Little Kwizera Rongin (4 months) had pneumonia - which is the biggest killer of children under five worldwide - and her young mother Clondette (27) feared it would kill her child.


I was very scared,” she told The Star at her home in the poverty filled Mayaba village in Nyaruguru about 200km south west from the Rwandan capital Kigali.


Clondette's horror occurred just last week after the child developed a high fever and wouldn't feed.


After a few days she decided to go to the village community health worker, Cansilde Kampogo, who is one of 6,186 community workers trained with funds from Concern and US Aid to treat children for killer diseases like malaria and pneumonia.


The child's breathing was way above normal so I gave her antibiotics, as well as drugs for diarrhea,” said the health worker.

The patients make a contribution pf 12 cent to the health worker to cover drug costs.

The child survived despite getting late treatment, and was happily feeding in his mums arms when visited by The Star and Concern staff yesterday.


He made a huge recovery and is much better, thanks to the treatment,” said the relieved mum.


Some of her other children were coughing with a bronchial infection during our visit, but Clondette simply hasn't the means to bring them to a doctor.


Since Concern trained community members to become health workers and advisers in 2007 mothers like Clondette have tried to improve their poor living conditions to prevent children getting pneumonia and malaria.


This includes washing their ragged clothes more regularly, making children wash their hands regularly, boiling water for drinking and preparing more nutritious food.


Clondette said her family now sleep under mosquito nets to prevent them getting malaria, which kills one in six Rwandan children every year.


She also explained how her husband often goes without an evening meal because their small harvest does not produce enough food for the whole family.

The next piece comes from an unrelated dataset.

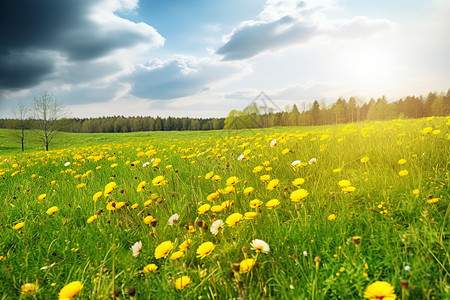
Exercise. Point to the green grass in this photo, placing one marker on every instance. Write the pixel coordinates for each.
(402, 236)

Clondette and her family are so poor that they rarely ever eat meat.


To earn money to buy more food at markets her husband does public work as part of a government social welfare programme, for which he gets a payment of €26 a month.


He also tries to work on other fields for around 65 cent a day.


Community health worker Chantal Mukarubuga in the Nkima village said many mothers still carry sick children on their backs while they harvest their fields, because they have nobody to babysit them, and no money to pay them if they do.


She also said deaths from malaria in her region have dramatically fell since community health workers like her started to successfully treat children.


Old rituals like drinking banana beer and using herbal remedies to kill malaria have been replaced with medical treatment.


Before I was trained there were so many cases of malaria,” said Chantal.


In the last 12 months 30,121 children under five were treated for pneumonia and 191,296 for malaria in Concerns six Rwandan districts by the community health workers they trained, and the recovery rate was 96 per cent.


Concern are currently in the process of providing villages in their six districts with rapid diagnostic tests, that after a simple test can tell in minutes if someone has malaria.